Other Considerations


If you're the least bit handy, you can make your own compost bins or worm composters or tumblers. All it takes for a compost tumbler, for example, is drilling lots of holes in a garbage can, securing the lid with bolts, twine, or bungee cords, and rolling it around frequently.



Benefits...


...to your yard
Compost is rich in organic matter. Adding it to your soil helps it retain water, reducing the need to irrigate. A healthier soil makes healthier plants, which require little or no fertilizer and pesticide.

...to your wallet
A typical household of four could make about 500 pounds of compost each year from its food and yard waste. Purchasing the same amount of compost or potting soil from a garden supplier would cost about $40.

...to the Earth
Of the 31 million tons of food waste Americans send to landfills each year, only 3% is recycled. More composting would reduce the amount of fuel it takes local governments to deal with this mountain of waste. Well-managed home compost also avoids the release of methane, a global warming gas emitted by organic matter decaying in the absence of oxygen in landfills. And composting improves soil quality, reducing need for water, fertilizer, and pesticides.



Common Mistakes



  • Failure to finish. Part of the art of composting is separating the fine, finished compost from the newer, unfinished, still-basically-garbage stuff. So if you only have one compost box, bin, tumbler, or other device, be sure it has a screen or other form of separation.

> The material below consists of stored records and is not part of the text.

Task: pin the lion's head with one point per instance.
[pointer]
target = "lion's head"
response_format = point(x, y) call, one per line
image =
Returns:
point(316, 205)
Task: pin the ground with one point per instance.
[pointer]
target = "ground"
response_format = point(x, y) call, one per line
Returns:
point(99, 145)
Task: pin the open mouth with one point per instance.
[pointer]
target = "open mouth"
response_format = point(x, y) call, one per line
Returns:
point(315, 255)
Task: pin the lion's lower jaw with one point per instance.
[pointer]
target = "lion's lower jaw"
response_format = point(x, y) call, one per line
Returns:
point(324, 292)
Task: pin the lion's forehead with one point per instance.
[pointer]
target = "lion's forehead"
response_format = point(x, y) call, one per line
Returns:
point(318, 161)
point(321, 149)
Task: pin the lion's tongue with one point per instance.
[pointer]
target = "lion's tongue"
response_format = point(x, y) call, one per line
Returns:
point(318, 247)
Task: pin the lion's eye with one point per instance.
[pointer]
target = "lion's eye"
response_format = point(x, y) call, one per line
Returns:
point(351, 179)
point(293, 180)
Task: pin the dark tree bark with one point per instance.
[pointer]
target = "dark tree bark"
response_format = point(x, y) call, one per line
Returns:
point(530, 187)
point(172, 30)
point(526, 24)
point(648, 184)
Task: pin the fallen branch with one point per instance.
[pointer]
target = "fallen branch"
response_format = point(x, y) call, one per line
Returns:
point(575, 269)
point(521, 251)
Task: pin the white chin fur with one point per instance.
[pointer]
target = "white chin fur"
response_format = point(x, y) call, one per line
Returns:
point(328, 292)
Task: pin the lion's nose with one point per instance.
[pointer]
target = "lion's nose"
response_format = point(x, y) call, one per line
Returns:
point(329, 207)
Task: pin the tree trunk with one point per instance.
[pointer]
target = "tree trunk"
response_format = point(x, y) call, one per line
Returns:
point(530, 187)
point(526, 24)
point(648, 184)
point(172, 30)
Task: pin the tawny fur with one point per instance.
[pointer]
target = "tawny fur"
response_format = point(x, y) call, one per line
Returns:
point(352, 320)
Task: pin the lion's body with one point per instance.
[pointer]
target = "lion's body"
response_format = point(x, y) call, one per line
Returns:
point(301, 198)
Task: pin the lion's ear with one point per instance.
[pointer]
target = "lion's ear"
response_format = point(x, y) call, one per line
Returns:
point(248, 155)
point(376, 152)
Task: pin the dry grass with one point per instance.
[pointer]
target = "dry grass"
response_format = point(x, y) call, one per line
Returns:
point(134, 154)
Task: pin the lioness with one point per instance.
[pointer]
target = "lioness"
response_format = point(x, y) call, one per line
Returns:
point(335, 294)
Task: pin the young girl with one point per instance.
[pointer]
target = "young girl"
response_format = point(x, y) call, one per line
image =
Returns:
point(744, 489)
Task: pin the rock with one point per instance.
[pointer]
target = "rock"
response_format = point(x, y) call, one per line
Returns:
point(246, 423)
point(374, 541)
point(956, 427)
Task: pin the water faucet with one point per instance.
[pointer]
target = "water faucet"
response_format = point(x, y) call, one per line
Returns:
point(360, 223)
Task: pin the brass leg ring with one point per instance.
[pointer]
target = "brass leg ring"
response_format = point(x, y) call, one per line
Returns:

  • Haste. Don't get in a rush. Finished compost is dark, fine, crumbly, and odorless--even earthily fragrant--like good soil. It really takes at least eight weeks, even if compost bin manufacturers claim their devices will produce it faster. Unfinished compost can damage or even kill plants.

  • Using pet waste. Never! Cat and dog feces can contain very dangerous organisms. On the other hand, manure from rabbits, chickens, cows, and horses is fine, and will enrich the compost.

  • Using fatty food, meat, or dairy products. Fats, meat, or dairy products can attract rodents and insects.

  • Using material that's too big. Twigs and branches more than an inch or so in diameter will take a long time to break down. If you have a shredder or chipper, use it.




Getting Started


The first order of business is to find the right site. If you have to run an obstacle course to reach your compost bin, you're less likely to take garbage out and maintain the compost. Also, it's best to put compost bins in full sun, especially in cold climates. It's also handy to have it near a water faucet, because it may need to be moistened in dry weather. In cold locations, cover the heap with straw to keep it warmer.